There was enough here that was interesting to me that I finished it, I guess.
I rambled my thoughts into some bullet points.
aesthetic:
I liked Kobold Village when I played it, but the models do not look great up close. It didn’t matter for Kobold Village, considering that had a much further camera, but the customization didn’t matter very much to me considering none of the settings made the models look all that great.
I wish the weight gain was better; the completely static bellies did nothing for me, and the weight gain wasn’t especially meaningful. The best detail is that your footsteps become stomps at 1,000lbs, which is good, but anything added here would be really appreciated by your target audience!
Maybe get some stock music next time.
gameplay:
I like the way that items are very visible before you go grab them. The visual presentation of the game is very clear and uncluttered, so it’s easy to understand what sort of obstacles are between me and an item, and that enables really basic strategy! A lot of games screw this part up, so I think it’s worth positively noting.

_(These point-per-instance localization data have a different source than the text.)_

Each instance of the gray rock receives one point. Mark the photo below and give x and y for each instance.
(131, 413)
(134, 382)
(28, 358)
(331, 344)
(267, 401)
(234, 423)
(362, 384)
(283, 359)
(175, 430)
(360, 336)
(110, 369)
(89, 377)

Finding keys is a crapshoot. I’d have the ghost spawn on me while I was just looking for keys, without even stopping to collect gold. The generation of the level can be truly evil, at which point one hopes for good luck from enemies. This could be fixed in a bunch of ways.
The scaling of enemies gets severe enough by the later floors that, without sufficient base stats and some luck, you’re absolutely gonna die, even if you don’t provoke an enemy. Giant enemies were already chasing me at the start of each and every floor.
The rooms that are filled with impassable, manually-pick-up-and-throw-out-of-the-way rocks are asinine. I don’t understand their purpose besides to waste the player’s time. Time is a resource in this game, but there’s little resource management to be had when you’re manually moving rocks in aimless exploration. If there’s anything in this game that I really just don’t like at all, it’s dealing with those rocks.
Also, I wish there was a floor counter. I found it difficult to keep track.
I wish there was a way to tell which kobold I was giving items or food to. I’d try to revive a downed kobold with a berry, and a 200-pound kobold would get it instead.
A timer would be nice.
I never bothered with dodging. Staggering enemies to prevent damage to my kobolds (so, going full force on attacking) seemed more important to me than my own health, and running past enemies is more productive than a backstep if all my kobolds are dead already.
I hope my comment doesn’t discourage you from making games and stuff. I clearly got some fun out of this game, considering I spent so long playing it as to see the end. I hope you’ll update the game. The game could end at floor, like, 6, instead of 10; or, there could be more things to see, like more enemy types, more room types, et cetera. I really couldn’t recommend this game as-is to anyone, but I think you’re onto something with it. Don’t let my overall negative tone fool you! You had me hooked!
For others, here’s what the ending screen looks like. After you win, the NPC tells you that there’s some sort of second quest, but I’m really, really not gonna do that. I’d share my save file if I knew where save files were saved.
Much smoother progression now. Felt a tad on the easy side this time, actually, though that was likely because I had already spent a while grinding my team up in the earlier version. Still had a dicey key situation once, but felt less of a roll of the dice.
Also, I’d like to say I really do appreciate giving us the ability to customise our Kobolds, it’s much easier to tell them apart when we can give them custom names and appearances.